Python
Storage#
Cloud Storage in 10 seconds#
Install the library#
The source code for the library (and demo code) lives on GitHub, You can install the library quickly with pip:
$ pip install gcloud
Run the demo#
In order to run the demo, you need to have registred an actual gcloud project and so you’ll need to provide some environment variables to facilitate authentication to your project:
- GCLOUD_TESTS_PROJECT_ID: Developers Console project ID (e.g. bamboo-shift-455).
- GCLOUD_TESTS_DATASET_ID: The name of the dataset your tests connect to. This is typically the same as GCLOUD_TESTS_PROJECT_ID.
- GCLOUD_TESTS_CLIENT_EMAIL: The email for the service account you’re authenticating with
- GCLOUD_TESTS_KEY_FILE: The path to an encrypted key file. See private key docs for explanation on how to get a private key.

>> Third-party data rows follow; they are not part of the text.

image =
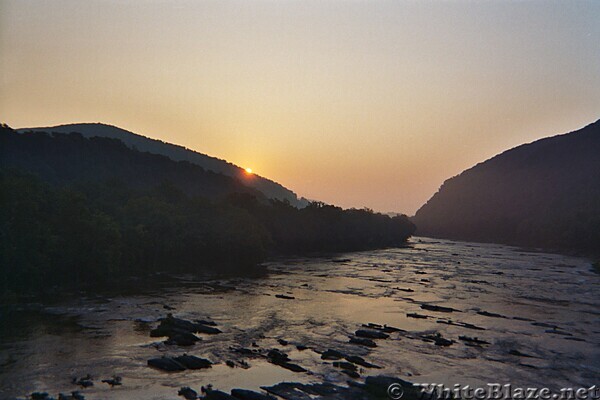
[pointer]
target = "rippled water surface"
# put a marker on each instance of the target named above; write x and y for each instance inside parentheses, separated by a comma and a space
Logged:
(544, 326)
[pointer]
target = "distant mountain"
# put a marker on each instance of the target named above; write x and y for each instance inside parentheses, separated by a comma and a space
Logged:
(178, 153)
(542, 194)
(66, 159)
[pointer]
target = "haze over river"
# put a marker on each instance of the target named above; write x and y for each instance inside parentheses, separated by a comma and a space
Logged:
(539, 312)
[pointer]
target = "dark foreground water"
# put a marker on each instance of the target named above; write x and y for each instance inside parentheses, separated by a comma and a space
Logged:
(539, 312)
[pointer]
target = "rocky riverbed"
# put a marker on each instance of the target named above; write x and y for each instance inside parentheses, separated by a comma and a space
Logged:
(328, 327)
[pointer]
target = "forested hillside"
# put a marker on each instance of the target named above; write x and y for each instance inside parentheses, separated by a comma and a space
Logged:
(542, 194)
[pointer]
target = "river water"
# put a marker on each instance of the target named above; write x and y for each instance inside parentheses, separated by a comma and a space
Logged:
(539, 312)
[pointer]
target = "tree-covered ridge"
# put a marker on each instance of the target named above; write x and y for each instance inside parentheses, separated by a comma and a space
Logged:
(72, 211)
(73, 159)
(177, 153)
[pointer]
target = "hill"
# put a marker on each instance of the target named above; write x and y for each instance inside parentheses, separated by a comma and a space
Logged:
(542, 194)
(66, 159)
(269, 188)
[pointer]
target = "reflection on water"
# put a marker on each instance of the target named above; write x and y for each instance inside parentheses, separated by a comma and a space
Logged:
(540, 312)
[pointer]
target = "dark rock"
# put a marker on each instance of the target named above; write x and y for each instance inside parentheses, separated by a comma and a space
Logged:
(188, 393)
(437, 339)
(209, 330)
(415, 315)
(361, 361)
(244, 394)
(331, 354)
(345, 365)
(218, 395)
(114, 381)
(206, 322)
(193, 362)
(350, 373)
(544, 325)
(244, 351)
(474, 340)
(183, 339)
(277, 355)
(300, 391)
(363, 342)
(515, 352)
(288, 365)
(165, 364)
(383, 328)
(371, 334)
(489, 314)
(377, 387)
(461, 324)
(431, 307)
(84, 382)
(283, 296)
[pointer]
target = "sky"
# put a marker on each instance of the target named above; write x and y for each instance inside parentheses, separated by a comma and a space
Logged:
(355, 103)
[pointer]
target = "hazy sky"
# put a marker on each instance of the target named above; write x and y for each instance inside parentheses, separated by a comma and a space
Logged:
(356, 103)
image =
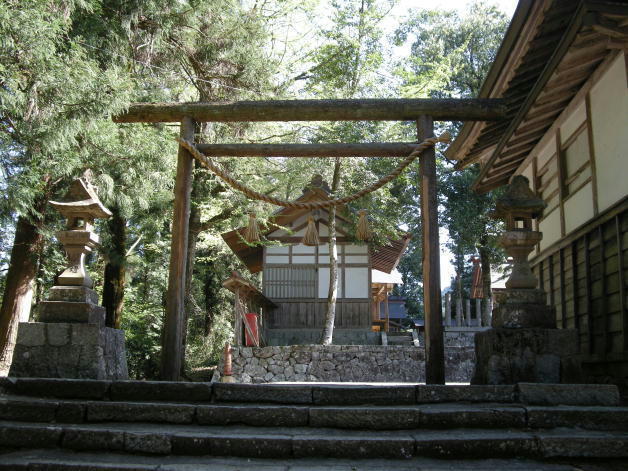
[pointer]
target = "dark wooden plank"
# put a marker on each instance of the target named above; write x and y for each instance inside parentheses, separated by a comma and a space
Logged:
(587, 272)
(371, 149)
(574, 280)
(387, 109)
(172, 348)
(563, 301)
(604, 310)
(434, 343)
(622, 281)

Run the example script included in the package:
$ python -m gcloud.storage.demo
And that’s it! You should be walking through a demonstration of using gcloud.storage to read and write data to Google Cloud Storage.
Try it yourself#
You can interact with a demo dataset in a Python interactive shell.
Start by importing the demo module and instantiating the demo connection:
>>> from gcloud.storage import demo
>>> connection = demo.get_connection()
Once you have the connection, you can create buckets and keys:
>>> connection.get_all_buckets()
[<Bucket: ...>, ...]
>>> bucket = connection.create_bucket('my-new-bucket')
>>> print bucket
<Bucket: my-new-bucket>
>>> key = bucket.new_key('my-test-file.txt')
>>> print key
<Key: my-new-bucket, my-test-file.txt>
>>> key = key.set_contents_from_string('this is test content!')
>>> print key.get_contents_as_string()
'this is test content!'
>>> print bucket.get_all_keys()
[<Key: my-new-bucket, my-test-file.txt>]
>>> key.delete()
>>> bucket.delete()
Note
The get_connection method is just a shortcut for:
>>> from gcloud import storage
>>> from gcloud.storage import demo
>>> connection = storage.get_connection(
>>> demo.PROJECT_NAME, demo.CLIENT_EMAIL, demo.PRIVATE_KEY_PATH)
gcloud.storage#
Shortcut methods for getting set up with Google Cloud Storage.
You’ll typically use these to get started with the API:
>>> import gcloud.storage
>>> bucket = gcloud.storage.get_bucket('bucket-id-here',
'project-id',
'long-email@googleapis.com',
'/path/to/private.key')
>>> # Then do other things...
>>> key = bucket.get_key('/remote/path/to/file.txt')
>>> print key.get_contents_as_string()
>>> key.set_contents_from_string('New contents!')
>>> bucket.upload_file('/remote/path/storage.txt', '/local/path.txt')
The main concepts with this API are:
- gcloud.storage.connection.Connection which represents a connection between your machine and the Cloud Storage API.
- gcloud.storage.bucket.Bucket which represents a particular bucket (akin to a mounted disk on a computer).
- gcloud.storage.key.Key which represents a pointer to a particular entity in Cloud Storage (akin to a file path on a remote machine).
- gcloud.storage.__init__.get_bucket(bucket_name, project, client_email, private_key_path)[source]#
Shortcut method to establish a connection to a particular bucket.
You’ll generally use this as the first call to working with the API:
>>> from gcloud import storage >>> bucket = storage.get_bucket(project, bucket_name, email, key_path) >>> # Now you can do things with the bucket. >>> bucket.exists('/path/to/file.txt') False
Parameters: - bucket_name (string) – The id of the bucket you want to use. This is akin to a disk name on a file system.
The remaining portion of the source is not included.